28 Key Factors Driving the Home Buy/Sell Decision for 2023
- stronger economic recovery was expected in 2nd half and may happen if debt ceiling agreement is reached
- FOMO fear of missing out amidst a recovery
- fear of having to rent and be exposed to homelessness
- millennials and even Gen Z’s forming new families and need a house
- staying put — homeowners have nowhere to go thus can’t sell
- home buyers want homes in more suburban and rural areas
- work from home expected to continue although not like it was in 2021/2022, as many are returning the big metros
- government will spend more stimulus money because they want to ensure the jobs and housing markets don’t stagnate
- Fed promised to keep interest rates down but may raise them
- supply of homes making it unlikely many will be able to buy
- new home construction, material and land prices rising faster
- foreclosures may free up some homes for sale
- migration: work from home still driving buyers out of the cities for more room for a home office, backyard, space to relax
- migration: businesses moving out of high tax states to lower-tax states
- inflation plus money supply plus need for housing could inflate house prices severely
- buyers holding high-value stock portfolio’s could sell to buy a home
- buyers see a house as a potential rental income property
- many sellers want to get out of the city they live in for something new after a horrible pandemic period
- real estate is a preferred asset when cash, savings, and stocks can only go down in value
- cities and regions will still not allow housing development (NIMBYs) thus more demand for the limited available stock of homes
- homes are a safe haven (those renting saw how insecure their week to week lifestyles are where they could be left with nothing later in life, and wondering whether social security will even over their bills)

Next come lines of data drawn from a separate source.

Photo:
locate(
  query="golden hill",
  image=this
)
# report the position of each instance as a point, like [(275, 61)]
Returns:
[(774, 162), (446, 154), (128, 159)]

- speculation (real estate investors including the new crowdfunding buyer who can take more risk don’t see a big downside to real estate and are willing to pump money in for houses or rental properties)
- as employment grows there will be more demand for homes in 2021, 2022 and for 5 years ahead
- states such as Texas, Florida, Arizona drawing new residents (climate, jobs, business growth, low taxes)
- Los Angeles, San Francisco, New York losing residents (cost of living, taxes, failing economies)
- global economic growth will hit 4% in 2021 (world bank report)
- mortgage renewals — 225,000–500,000 homeowners could face foreclosure this year if rates go up
- homelessness and crime in the major cities will become a negative factor driving people out of the cities to the suburbs and smaller rural towns
There is no consensus on the housing market’s outlook given political battles and uncertainty about how inflation will play out and how the FED will react. The FED is not credible as a forecast source given the misstatements and predictions they’ve made.
All markets, including Los Angeles, San Diego, Denver, New York, Manhattan, Dallas, Boston, Philadelphia, Atlanta, Chicago, Austin, San Antonio, Salt Lake City, Tampa and Miami, will likely see flat home prices in 2023 and 2024 but see growth beyond that to 2027. Florida and Texas are still booming while California’s housing market forecast is looking a little brighter.